Let's take a quick look at what different data transformations would do to our reviews data.

In [None]:
log_r = df.copy()
sqrt_r = df.copy()
cube_r = df.copy()

log_r['Reviews'] = log_r['Reviews'].map(lambda x: np.log(x) if x > 0 else 0)
sqrt_r['Reviews'] = sqrt_r['Reviews'].map(lambda y: np.sqrt(y) if y > 0 else 0)
cube_r['Reviews'] = cube_r['Reviews'].map(lambda z: np.cbrt(z) if z > 0 else 0)

In [None]:
fig, ax = plt.subplots(2, 2, figsize = (12, 6))

ax[0,0].hist(
    df['Reviews'],
    color = 'pink',
    bins = 25,
    edgecolor = 'black',
    label = "Skewness: %.2f"%df['Reviews'].skew()
)

ax[0,0].legend()
ax[0,0].set_title('Original Data', fontsize = 14, fontweight = 'bold')

ax[0,1].hist(
    log_r['Reviews'],
    color = 'royalblue',
    bins = 25,
    edgecolor = 'black',
    label = "Skewness: %.2f"%log_r['Reviews'].skew()
)

ax[0,1].legend()
ax[0,1].set_title('Log Transformation ', fontsize = 14, fontweight = 'bold')

ax[1,0].hist(
    sqrt_r['Reviews'],
    color = 'darkcyan',
    bins = 25,
    edgecolor = 'black',
    label = "Skewness: %.2f"%sqrt_r['Reviews'].skew()
)

ax[1,0].legend()
ax[1,0].set_title(' Square Root Transformation', fontsize = 14, fontweight = 'bold')

ax[1,1].hist(
    cube_r['Reviews'],
    color = 'khaki',
    bins = 25,
    edgecolor = 'black',
    label = "Skewness: %.2f"%cube_r['Reviews'].skew()
)

ax[1,1].legend()
ax[1,1].set_title('Cube Root Transformation', fontsize = 14, fontweight = 'bold')
fig.tight_layout()

The above graphs show us that the cube root reduces the skewness of the data the most, resulting in the closest value to zero of all transformations tested, in this case 0.43. An interesting note: the square root distribtion is very similar to the distribution of the cube root.

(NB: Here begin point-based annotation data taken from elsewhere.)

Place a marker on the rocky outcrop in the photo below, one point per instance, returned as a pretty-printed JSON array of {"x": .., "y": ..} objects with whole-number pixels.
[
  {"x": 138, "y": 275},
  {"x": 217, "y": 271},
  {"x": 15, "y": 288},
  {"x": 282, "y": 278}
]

As with user rating, let's run a Mann-Whitney U Test to test the difference of the distributions.

Remember,

* Null hypothesis: The Distributions are Equal
* Alternative hypothesis: The Distributions are not Equal

In [None]:
stat, p_value = mannwhitneyu(g1['Reviews'], g2['Reviews'])
print('U Statistic: ', stat)
print('P-value: ', p_value)

The results show us that the distributions of reviews between fiction and non-fiction books are indeed different. Based on this, we can reject the null hypothesis and conclude that fiction reviews are significantly higher than non-fiction.